Forex commissions: The foreign exchange market – Forex market registers an average of $4 trillion in daily transactions every day; which allows for high liquidity. This market never stops and is decentralized.
Trading in Forex can be profitable, making it a good way to make some extra income.
Since all transactions are performed through a broker or a brokerage firm it is good to know how the structure for Forex commissions is set up.
Fixed Forex Spread
This is when the difference between ASK and BID is kept constant; meaning the spread will not change depending on the market conditions. That way you always know exactly how much the spread is on each transaction you make and you just have to give a certain amount to your broker. With a fixed spread broker, the spreads are always the same.
The spread will fluctuate in correlation with the market conditions.
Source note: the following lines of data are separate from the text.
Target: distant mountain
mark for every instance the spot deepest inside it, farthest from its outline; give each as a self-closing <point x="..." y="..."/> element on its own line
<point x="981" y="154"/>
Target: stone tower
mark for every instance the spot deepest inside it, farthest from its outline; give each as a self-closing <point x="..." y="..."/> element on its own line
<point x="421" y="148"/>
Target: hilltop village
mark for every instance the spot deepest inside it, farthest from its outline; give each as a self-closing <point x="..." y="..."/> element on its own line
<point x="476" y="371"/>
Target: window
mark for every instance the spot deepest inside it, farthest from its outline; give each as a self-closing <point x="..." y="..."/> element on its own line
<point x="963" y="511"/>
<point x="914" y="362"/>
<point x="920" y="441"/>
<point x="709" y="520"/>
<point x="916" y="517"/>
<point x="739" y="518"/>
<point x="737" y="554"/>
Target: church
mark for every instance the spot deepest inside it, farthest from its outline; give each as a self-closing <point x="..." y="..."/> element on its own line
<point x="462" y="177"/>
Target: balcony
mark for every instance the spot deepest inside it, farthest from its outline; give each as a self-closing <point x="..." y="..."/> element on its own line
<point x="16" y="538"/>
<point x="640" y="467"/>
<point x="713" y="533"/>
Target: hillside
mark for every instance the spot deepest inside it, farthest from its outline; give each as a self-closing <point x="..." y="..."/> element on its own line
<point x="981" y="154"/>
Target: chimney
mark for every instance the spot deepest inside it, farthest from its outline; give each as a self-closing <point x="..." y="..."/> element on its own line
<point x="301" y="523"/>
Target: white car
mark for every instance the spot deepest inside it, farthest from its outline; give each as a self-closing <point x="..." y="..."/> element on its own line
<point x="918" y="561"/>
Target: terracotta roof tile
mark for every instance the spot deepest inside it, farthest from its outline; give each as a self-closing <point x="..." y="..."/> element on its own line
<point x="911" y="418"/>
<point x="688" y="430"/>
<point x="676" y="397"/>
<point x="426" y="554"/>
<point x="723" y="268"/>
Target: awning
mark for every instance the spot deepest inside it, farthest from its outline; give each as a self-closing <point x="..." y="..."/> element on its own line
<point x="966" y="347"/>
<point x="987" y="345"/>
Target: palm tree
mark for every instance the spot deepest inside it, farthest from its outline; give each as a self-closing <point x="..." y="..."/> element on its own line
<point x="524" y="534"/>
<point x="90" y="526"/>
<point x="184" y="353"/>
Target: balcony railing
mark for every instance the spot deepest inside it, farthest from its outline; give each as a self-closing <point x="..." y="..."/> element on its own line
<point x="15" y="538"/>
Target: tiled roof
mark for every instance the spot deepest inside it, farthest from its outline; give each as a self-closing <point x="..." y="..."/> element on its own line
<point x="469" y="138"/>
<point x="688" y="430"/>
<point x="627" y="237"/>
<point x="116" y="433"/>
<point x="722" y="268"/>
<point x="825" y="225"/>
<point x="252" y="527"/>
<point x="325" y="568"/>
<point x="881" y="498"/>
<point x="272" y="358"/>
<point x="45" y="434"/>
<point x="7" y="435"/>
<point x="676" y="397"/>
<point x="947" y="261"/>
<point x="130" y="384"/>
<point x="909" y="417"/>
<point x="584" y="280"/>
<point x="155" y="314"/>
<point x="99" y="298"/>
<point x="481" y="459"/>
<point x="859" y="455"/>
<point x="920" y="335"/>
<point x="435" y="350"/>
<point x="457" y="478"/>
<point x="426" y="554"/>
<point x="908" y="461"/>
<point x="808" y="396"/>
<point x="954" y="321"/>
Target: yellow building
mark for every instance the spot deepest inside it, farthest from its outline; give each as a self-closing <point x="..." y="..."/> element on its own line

When the market is in a time of inactivity the spread can be low, approximately 1 -3 pips. When the market is volatile the spread can be very high with 40 to 50 PIPs. A bigger spread can increase uncertainty to trade and creating a strategy can be more difficult.
In this case, depending on the currency pair being traded and the volatility in the market, the amount of PIPs that you give to the broker will always change.
Most brokerage firms don’t charge commissions; instead, they get compensation from the bid-ask spread but some other online brokerages use a Forex commissions structure. The commission is a percentage of the spread of each trade.
Before choosing any broker and any Forex commissions structures it is a good idea to get different demo accounts and try different methods. Usually brokers show detailed information about how they are paid. You can do a simple comparison in the commission structure of the broker and choose the best option for you.
Forex commissions’ structures are not the only factor when choosing your broker, but it is something to consider before making a decision.